Enrollment challenges in Memphis shouldn’t have been a surprise to charter operators, according to Dirk Tillotson, founder of Great School Choices, which supports community-based charter school development.

“That is something that is fairly predictable,” said Tillotson, who is based in Oakland, Calif., another urban school district with declining enrollment. “You’ve got to be financially sustainable in this work. If you don’t get that basic step down, you won’t be able to serve your kids.”

Below are two tables detailing enrollment at the ASD’s 33 schools. The first compares each school’s 2016-17 enrollment to its “programmatic capacity,” or the number of students that academic programs were designed to serve.

The second table compares enrollment this year to enrollment before their ASD takeover. Schools that were not takeovers but started from scratch are noted as “new starts.”

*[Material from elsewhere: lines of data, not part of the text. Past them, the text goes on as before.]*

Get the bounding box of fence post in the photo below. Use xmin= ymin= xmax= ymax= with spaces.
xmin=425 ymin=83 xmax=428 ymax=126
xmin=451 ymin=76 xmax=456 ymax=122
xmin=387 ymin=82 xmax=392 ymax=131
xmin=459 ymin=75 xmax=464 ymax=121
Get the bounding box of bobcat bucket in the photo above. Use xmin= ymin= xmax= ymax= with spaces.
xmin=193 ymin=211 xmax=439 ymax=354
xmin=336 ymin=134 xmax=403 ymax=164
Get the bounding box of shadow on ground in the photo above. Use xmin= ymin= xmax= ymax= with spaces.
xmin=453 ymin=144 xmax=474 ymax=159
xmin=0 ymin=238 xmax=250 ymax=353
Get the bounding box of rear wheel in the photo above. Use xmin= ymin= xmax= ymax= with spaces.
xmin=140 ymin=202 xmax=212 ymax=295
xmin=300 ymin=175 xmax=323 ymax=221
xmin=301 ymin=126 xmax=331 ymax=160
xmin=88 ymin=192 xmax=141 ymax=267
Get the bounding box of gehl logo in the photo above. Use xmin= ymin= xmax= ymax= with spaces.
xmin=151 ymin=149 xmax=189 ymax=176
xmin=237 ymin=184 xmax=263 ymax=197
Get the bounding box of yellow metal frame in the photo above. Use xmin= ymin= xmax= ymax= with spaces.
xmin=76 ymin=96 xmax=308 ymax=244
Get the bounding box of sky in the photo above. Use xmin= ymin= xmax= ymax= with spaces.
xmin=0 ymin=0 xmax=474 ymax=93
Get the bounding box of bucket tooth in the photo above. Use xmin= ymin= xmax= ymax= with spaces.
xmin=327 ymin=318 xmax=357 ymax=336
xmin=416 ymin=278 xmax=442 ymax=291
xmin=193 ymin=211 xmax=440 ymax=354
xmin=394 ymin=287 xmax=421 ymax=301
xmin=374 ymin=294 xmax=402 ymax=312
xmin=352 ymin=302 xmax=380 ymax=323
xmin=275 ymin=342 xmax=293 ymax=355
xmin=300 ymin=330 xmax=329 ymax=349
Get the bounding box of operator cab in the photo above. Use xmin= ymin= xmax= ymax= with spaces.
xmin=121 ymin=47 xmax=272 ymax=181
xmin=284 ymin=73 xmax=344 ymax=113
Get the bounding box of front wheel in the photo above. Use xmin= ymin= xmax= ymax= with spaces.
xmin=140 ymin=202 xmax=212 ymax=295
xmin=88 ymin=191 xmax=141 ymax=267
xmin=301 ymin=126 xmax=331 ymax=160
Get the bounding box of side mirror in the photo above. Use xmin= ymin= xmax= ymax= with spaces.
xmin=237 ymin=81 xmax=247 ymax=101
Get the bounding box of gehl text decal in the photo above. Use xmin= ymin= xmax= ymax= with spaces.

ASD enrollment and capacity

SCHOOL ENROLLMENT CAPACITY
Klondike Preparatory Academy 196 30.7%
Memphis Scholars Raleigh-Egypt 205 32.2%
Wooddale Middle 473 39.7%
Neely’s Bend College Prep 255 39.9%
Memphis Scholars Florida-Kansas Elementary 271 39.9%
Humes Preparatory Academy 315 41.2%
KIPP Memphis University Middle 147 43.2%
Brick Church College Prep 338 48.3%
Promise Academy-Spring Hill 281 50.9%
Martin Luther King Jr. College Preparatory High 625 52.5%
Libertas School at Brookmeade** 220 53.9%
Fairley High 565 55.4%
Hillcrest High 483 55.5%
Kirby Middle 407 58.2%
Pathways in Education-Memphis in Whitehaven 183 59.8%
Corning Achievement Elementary 224 59.9%
Westside Achievement Middle 339 66.5%
Freedom Prepatory Academy Charter Elementary 567 72.5%
Whitney Achievement Elementary 376 73.7%
Frayser Achievement Elementary 296 75.7%
Pathways in Education-Memphis in Frayser 234 84.4%
Memphis Scholars Caldwell-Guthrie Elementary 447 92.6%
Cornerstone Prep Lester campus* 756 94.6%
Georgian Hills Achievement Elementary 324 95.3%
KIPP Memphis Academy Elementary 448 95.8%
GRAD Academy Memphis 536 100.9%
Aspire Coleman Elementary 548 111.2%
Aspire Hanley campus* 820 113.4%
KIPP Memphis Preparatory Elementary/Middle* 611 115.9%
Cornerstone Prep-Denver 616 151%

Change in ASD enrollment since takeover

SCHOOL ENROLLMENT CHANGE
Memphis Scholars Raleigh-Egypt 205 -59.5%
Neely’s Bend College Prep 255 -53%
Westside Achievement Middle 339 -36.6%
Wooddale Middle 473 -33.8%
Promise Academy-Spring Hill 281 -33.6%
Libertas School at Brookmeade** 220 -30.4%
Frayser Achievement Elementary 296 -30.2%
Corning Achievement Elementary 224 -27.5%
Kirby Middle 407 -26.7%
Fairley High 565 -18.8%
Klondike Preparatory Academy 196 -15.9%
Memphis Scholars Caldwell-Guthrie Elementary 447 -13.4%
Brick Church College Prep 338 -10.8%
Whitney Achievement Elementary 376 -8.7%
Hillcrest High 483 -8.2%
Memphis Scholars Florida-Kansas Elementary 271 1.9%
Cornerstone Prep-Denver 616 3.4%
Humes Preparatory Academy 315 7.9%
Aspire Coleman Elementary 548 10.3%
Martin Luther King Jr. College Preparatory High 625 13.6%
Georgian Hills Achievement Elementary 324 17.4%
Cornerstone Prep Lester campus* 756 21.5%
Aspire Hanley campus* 820 32.7%
Freedom Prepatory Academy Charter Elementary 567 59.7%
KIPP Memphis Academy Elementary 448 78.5%
KIPP Memphis University Middle 147 new start
Pathways in Education-Memphis in Whitehaven 183 new start
Pathways in Education-Memphis in Frayser 234 new start
KIPP Memphis Preparatory Elementary/Middle* 611 new start
GRAD Academy Memphis 536 new start

*Three campuses within the ASD house two schools. For purposes of these tables, their enrollment figures are combined.

** Libertas is still phasing in grades at the elementary school. Currently, the school serves preK-2nd grade.